妊娠・出産を経た女性は心身とも大きなダメージを受け、時には産後うつなどに発展してしまうことも。産後の女性に起こる心のトラブルについて、前回に引き続き鹿沼市の助産師小嶋由美(こじまゆみ)さん(47)に聞いた。

小嶋由美さん

 出産直後は、育児に対して漠然と不安を感じたり、理由もなく涙が流れたりすることがある。産後疲れやホルモンの変化などが原因と考えられ、育児に慣れていくにつれて気分が落ち着く人が多い。

 だが、夫や家族につらさを理解してもらえず、不安感を抱え続けると、うつ状態が続いて子どもに手を上げたり、自殺に至ったりするケースもある。

 産後うつに陥りやすいのは、内向的で真面目な人、人一倍責任感が強い人、失敗した経験がない人など。夫や家族に「産後うつは誰にでも起こるもの」と理解してもらい、一人で悩みを抱えないことが大切。産後2カ月は心身の不調が続くので、家族や専門家の力を借りてしっかり養生しよう。

 

 

 ハーブティーやアロマオイルなどお気に入りのリラクセーショングッズを用意して、つらくなったときに頼るのもいい。

 行政のメンタルヘルス事業も活用したい。県内では全市町が、妊娠中から産後の女性の心身の状態や支援ニーズをつかむケア事業を行っている。産後1カ月検診では「赤ちゃんが生まれて笑うことができたか」「悲しくなったり惨めになったりしたか」といった質問で心理状態を数値化。うつ傾向が見られた場合は医療機関が行政に連絡し、助産師や保健師の指導につなげる仕組みだ。

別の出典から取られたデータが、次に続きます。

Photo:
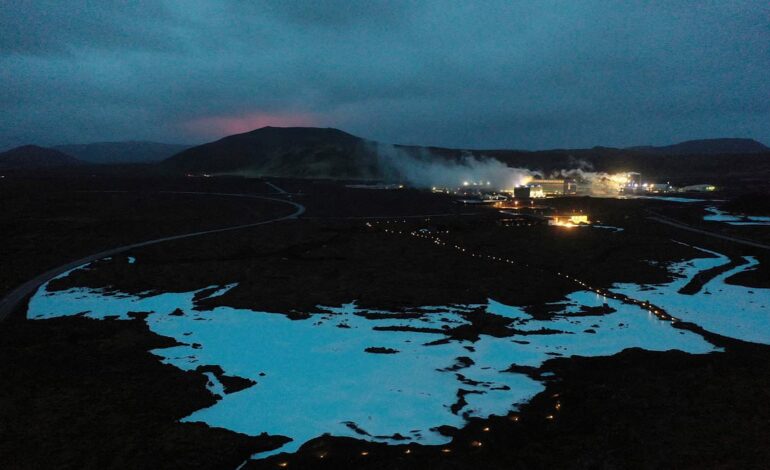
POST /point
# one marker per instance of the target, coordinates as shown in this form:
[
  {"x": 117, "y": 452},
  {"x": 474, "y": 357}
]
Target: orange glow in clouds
[{"x": 219, "y": 126}]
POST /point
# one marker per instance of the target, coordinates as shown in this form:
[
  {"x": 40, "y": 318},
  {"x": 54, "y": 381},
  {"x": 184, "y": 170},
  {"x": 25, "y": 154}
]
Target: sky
[{"x": 493, "y": 74}]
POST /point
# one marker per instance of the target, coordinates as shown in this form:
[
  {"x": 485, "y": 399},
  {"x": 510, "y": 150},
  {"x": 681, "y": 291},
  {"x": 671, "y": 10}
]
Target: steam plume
[{"x": 421, "y": 169}]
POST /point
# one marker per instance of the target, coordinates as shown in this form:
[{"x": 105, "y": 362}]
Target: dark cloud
[{"x": 475, "y": 74}]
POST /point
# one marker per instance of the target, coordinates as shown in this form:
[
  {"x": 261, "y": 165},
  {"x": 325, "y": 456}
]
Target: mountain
[
  {"x": 122, "y": 152},
  {"x": 282, "y": 151},
  {"x": 306, "y": 152},
  {"x": 30, "y": 157},
  {"x": 707, "y": 147}
]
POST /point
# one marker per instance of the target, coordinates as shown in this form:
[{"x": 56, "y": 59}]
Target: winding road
[
  {"x": 654, "y": 216},
  {"x": 11, "y": 301}
]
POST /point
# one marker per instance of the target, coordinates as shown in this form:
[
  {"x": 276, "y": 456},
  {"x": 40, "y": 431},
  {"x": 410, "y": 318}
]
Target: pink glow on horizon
[{"x": 219, "y": 126}]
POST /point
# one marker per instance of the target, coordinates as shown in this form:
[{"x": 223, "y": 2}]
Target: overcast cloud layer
[{"x": 513, "y": 74}]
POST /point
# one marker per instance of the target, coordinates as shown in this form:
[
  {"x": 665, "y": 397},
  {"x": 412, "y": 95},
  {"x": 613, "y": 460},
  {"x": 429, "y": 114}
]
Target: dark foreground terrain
[{"x": 80, "y": 393}]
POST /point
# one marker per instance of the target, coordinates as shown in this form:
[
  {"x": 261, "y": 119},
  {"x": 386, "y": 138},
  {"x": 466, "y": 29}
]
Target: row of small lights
[
  {"x": 646, "y": 305},
  {"x": 448, "y": 450},
  {"x": 513, "y": 417}
]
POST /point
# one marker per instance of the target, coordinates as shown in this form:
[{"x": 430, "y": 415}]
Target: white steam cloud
[{"x": 421, "y": 169}]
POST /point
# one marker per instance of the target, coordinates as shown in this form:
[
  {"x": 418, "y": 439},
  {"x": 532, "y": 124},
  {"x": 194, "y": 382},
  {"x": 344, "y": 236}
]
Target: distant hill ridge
[
  {"x": 332, "y": 153},
  {"x": 282, "y": 151},
  {"x": 34, "y": 157},
  {"x": 122, "y": 152},
  {"x": 707, "y": 147}
]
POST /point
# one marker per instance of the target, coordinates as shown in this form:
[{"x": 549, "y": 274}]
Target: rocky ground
[{"x": 80, "y": 393}]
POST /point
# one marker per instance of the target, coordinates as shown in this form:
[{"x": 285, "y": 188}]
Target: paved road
[
  {"x": 675, "y": 223},
  {"x": 11, "y": 301}
]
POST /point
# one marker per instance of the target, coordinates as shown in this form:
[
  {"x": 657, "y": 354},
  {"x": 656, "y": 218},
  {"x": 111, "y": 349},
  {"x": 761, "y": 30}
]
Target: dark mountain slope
[
  {"x": 30, "y": 157},
  {"x": 331, "y": 153},
  {"x": 274, "y": 151},
  {"x": 708, "y": 147},
  {"x": 122, "y": 152}
]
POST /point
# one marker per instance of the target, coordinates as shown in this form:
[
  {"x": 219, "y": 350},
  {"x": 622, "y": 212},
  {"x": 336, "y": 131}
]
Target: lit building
[
  {"x": 569, "y": 220},
  {"x": 521, "y": 192}
]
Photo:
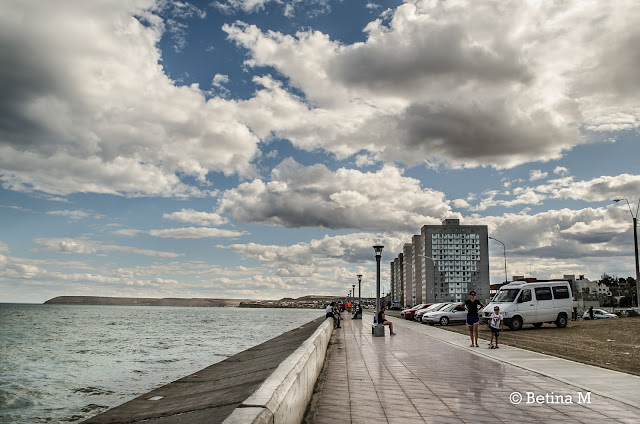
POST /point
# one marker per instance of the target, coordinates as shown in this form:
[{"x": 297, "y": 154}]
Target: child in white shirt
[{"x": 495, "y": 325}]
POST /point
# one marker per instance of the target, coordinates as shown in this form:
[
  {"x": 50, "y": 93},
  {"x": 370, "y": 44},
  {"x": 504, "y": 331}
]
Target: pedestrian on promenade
[
  {"x": 473, "y": 319},
  {"x": 330, "y": 314},
  {"x": 336, "y": 313},
  {"x": 383, "y": 320},
  {"x": 496, "y": 323}
]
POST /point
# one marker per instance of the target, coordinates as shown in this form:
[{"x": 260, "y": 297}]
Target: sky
[{"x": 260, "y": 148}]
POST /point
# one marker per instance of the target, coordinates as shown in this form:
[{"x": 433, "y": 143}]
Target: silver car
[
  {"x": 435, "y": 307},
  {"x": 598, "y": 314},
  {"x": 452, "y": 313}
]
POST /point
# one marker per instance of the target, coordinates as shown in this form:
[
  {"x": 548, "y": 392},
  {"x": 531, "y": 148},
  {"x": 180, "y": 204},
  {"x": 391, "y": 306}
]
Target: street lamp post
[
  {"x": 504, "y": 249},
  {"x": 353, "y": 298},
  {"x": 359, "y": 289},
  {"x": 435, "y": 285},
  {"x": 635, "y": 245},
  {"x": 376, "y": 330}
]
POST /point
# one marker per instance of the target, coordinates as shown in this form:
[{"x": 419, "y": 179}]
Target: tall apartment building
[
  {"x": 459, "y": 261},
  {"x": 398, "y": 279},
  {"x": 407, "y": 269},
  {"x": 417, "y": 287},
  {"x": 392, "y": 282}
]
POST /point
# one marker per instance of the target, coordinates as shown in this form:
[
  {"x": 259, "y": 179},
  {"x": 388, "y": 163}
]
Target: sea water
[{"x": 63, "y": 363}]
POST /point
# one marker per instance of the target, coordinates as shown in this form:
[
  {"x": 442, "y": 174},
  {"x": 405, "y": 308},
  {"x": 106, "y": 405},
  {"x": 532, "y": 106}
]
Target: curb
[{"x": 283, "y": 397}]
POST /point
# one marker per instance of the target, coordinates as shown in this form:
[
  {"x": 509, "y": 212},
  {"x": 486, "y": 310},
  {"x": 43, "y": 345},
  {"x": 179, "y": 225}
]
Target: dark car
[{"x": 408, "y": 313}]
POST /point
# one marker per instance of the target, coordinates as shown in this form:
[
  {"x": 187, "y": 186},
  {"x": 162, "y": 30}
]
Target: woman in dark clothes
[{"x": 473, "y": 305}]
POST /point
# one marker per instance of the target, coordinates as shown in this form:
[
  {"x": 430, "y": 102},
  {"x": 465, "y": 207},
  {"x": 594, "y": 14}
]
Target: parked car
[
  {"x": 599, "y": 314},
  {"x": 532, "y": 303},
  {"x": 454, "y": 312},
  {"x": 435, "y": 307},
  {"x": 408, "y": 313}
]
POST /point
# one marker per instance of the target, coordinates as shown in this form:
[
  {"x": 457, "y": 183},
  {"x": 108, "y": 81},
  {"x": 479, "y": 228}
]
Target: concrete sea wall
[
  {"x": 269, "y": 383},
  {"x": 284, "y": 395}
]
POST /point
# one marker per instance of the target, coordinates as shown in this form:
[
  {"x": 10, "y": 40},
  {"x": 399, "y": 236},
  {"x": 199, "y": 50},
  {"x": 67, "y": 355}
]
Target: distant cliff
[{"x": 142, "y": 301}]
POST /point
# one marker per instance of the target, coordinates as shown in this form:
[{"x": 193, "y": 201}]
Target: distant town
[{"x": 312, "y": 301}]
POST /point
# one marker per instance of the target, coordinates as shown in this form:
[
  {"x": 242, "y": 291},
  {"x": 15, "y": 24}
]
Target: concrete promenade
[{"x": 429, "y": 375}]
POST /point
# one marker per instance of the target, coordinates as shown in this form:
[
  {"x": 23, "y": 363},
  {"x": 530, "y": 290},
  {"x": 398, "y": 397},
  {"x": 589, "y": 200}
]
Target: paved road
[{"x": 416, "y": 378}]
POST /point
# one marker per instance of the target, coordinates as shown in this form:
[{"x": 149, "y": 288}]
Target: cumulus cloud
[
  {"x": 314, "y": 196},
  {"x": 500, "y": 80},
  {"x": 195, "y": 232},
  {"x": 196, "y": 217},
  {"x": 565, "y": 233},
  {"x": 537, "y": 174},
  {"x": 605, "y": 188},
  {"x": 290, "y": 7},
  {"x": 89, "y": 247},
  {"x": 86, "y": 106}
]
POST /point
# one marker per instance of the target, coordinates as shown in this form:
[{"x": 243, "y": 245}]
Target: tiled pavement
[{"x": 414, "y": 378}]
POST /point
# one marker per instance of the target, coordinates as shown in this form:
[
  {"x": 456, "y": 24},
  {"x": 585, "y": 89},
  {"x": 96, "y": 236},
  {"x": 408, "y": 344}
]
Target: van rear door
[
  {"x": 527, "y": 307},
  {"x": 544, "y": 301}
]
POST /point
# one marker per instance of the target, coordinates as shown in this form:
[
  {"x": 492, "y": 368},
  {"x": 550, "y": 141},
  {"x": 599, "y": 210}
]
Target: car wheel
[
  {"x": 515, "y": 324},
  {"x": 561, "y": 322}
]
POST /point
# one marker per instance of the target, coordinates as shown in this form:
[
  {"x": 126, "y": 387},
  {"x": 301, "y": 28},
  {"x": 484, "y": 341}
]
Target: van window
[
  {"x": 506, "y": 295},
  {"x": 525, "y": 296},
  {"x": 561, "y": 292},
  {"x": 543, "y": 293}
]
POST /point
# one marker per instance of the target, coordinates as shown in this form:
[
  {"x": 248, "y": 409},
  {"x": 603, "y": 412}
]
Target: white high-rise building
[{"x": 458, "y": 261}]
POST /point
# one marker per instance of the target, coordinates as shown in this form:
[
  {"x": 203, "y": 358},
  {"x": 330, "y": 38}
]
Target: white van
[{"x": 532, "y": 303}]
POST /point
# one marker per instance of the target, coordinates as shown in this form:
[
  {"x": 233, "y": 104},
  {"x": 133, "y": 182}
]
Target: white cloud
[
  {"x": 500, "y": 81},
  {"x": 594, "y": 190},
  {"x": 537, "y": 174},
  {"x": 604, "y": 188},
  {"x": 290, "y": 7},
  {"x": 314, "y": 196},
  {"x": 90, "y": 247},
  {"x": 196, "y": 217},
  {"x": 96, "y": 113},
  {"x": 77, "y": 214},
  {"x": 196, "y": 232}
]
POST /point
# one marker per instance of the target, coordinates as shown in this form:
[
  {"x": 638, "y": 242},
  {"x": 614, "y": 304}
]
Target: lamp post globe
[
  {"x": 378, "y": 250},
  {"x": 635, "y": 244}
]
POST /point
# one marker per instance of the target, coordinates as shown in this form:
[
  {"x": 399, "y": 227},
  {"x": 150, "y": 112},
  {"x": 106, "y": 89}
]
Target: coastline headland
[
  {"x": 312, "y": 301},
  {"x": 143, "y": 301},
  {"x": 271, "y": 382}
]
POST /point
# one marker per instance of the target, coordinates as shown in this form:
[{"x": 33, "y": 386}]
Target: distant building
[
  {"x": 397, "y": 287},
  {"x": 459, "y": 261},
  {"x": 407, "y": 273},
  {"x": 418, "y": 288}
]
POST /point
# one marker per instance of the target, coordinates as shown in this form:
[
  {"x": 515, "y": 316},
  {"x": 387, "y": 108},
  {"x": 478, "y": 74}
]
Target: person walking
[
  {"x": 473, "y": 319},
  {"x": 496, "y": 323},
  {"x": 330, "y": 314},
  {"x": 382, "y": 319}
]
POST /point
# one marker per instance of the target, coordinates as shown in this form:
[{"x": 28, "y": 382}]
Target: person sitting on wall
[
  {"x": 358, "y": 311},
  {"x": 330, "y": 314}
]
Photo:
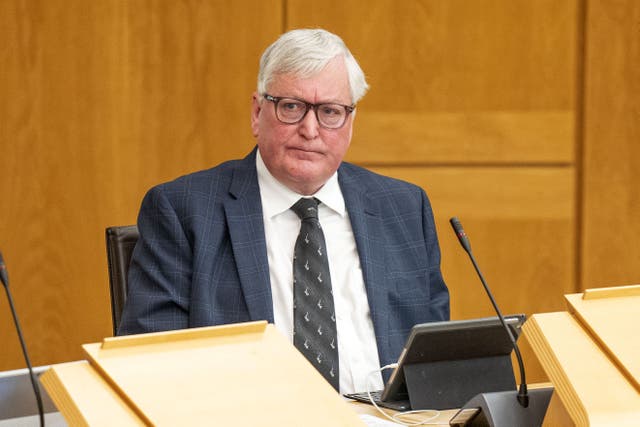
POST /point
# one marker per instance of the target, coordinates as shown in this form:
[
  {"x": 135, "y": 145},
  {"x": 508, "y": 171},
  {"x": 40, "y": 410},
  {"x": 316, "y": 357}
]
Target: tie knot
[{"x": 306, "y": 208}]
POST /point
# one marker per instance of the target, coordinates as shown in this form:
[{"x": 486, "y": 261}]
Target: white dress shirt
[{"x": 357, "y": 347}]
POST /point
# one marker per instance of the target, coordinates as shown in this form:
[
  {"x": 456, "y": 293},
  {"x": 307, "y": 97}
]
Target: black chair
[{"x": 120, "y": 243}]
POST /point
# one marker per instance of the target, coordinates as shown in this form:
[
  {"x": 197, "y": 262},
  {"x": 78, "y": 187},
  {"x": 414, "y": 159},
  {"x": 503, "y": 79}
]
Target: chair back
[{"x": 120, "y": 243}]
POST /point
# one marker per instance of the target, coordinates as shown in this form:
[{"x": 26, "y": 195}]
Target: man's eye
[
  {"x": 330, "y": 110},
  {"x": 291, "y": 106}
]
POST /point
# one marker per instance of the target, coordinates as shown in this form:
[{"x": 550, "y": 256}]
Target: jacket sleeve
[
  {"x": 439, "y": 306},
  {"x": 160, "y": 273}
]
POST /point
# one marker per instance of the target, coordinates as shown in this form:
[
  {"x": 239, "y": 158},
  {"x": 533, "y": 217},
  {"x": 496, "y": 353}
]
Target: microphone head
[
  {"x": 462, "y": 236},
  {"x": 4, "y": 276}
]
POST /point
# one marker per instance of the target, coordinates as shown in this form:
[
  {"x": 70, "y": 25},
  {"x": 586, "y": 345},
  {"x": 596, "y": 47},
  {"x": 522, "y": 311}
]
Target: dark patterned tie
[{"x": 314, "y": 319}]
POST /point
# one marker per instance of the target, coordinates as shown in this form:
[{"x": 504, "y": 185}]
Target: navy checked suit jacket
[{"x": 202, "y": 258}]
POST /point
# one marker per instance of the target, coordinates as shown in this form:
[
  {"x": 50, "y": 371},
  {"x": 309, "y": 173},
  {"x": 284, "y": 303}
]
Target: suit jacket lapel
[
  {"x": 366, "y": 221},
  {"x": 243, "y": 211}
]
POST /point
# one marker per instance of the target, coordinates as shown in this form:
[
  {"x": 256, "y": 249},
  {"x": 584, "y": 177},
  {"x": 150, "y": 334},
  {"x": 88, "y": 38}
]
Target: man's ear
[{"x": 256, "y": 106}]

 母親の休養のために一時的に赤ちゃんを預かるサービスをしている助産院や産後院もある。小嶋さんは「子どもが健やかに育つためにも、母親自身も心と体の健康を保ってほしい」とアドバイスする。

 心の不調に打ち勝つには、産前の準備も効果的。妊娠が分かった時のうれしい気持ちを書き留めておいたり、大きくなるおなかの写真を収めたりしておくと、大変な状況も前向きに受け入れやすいという。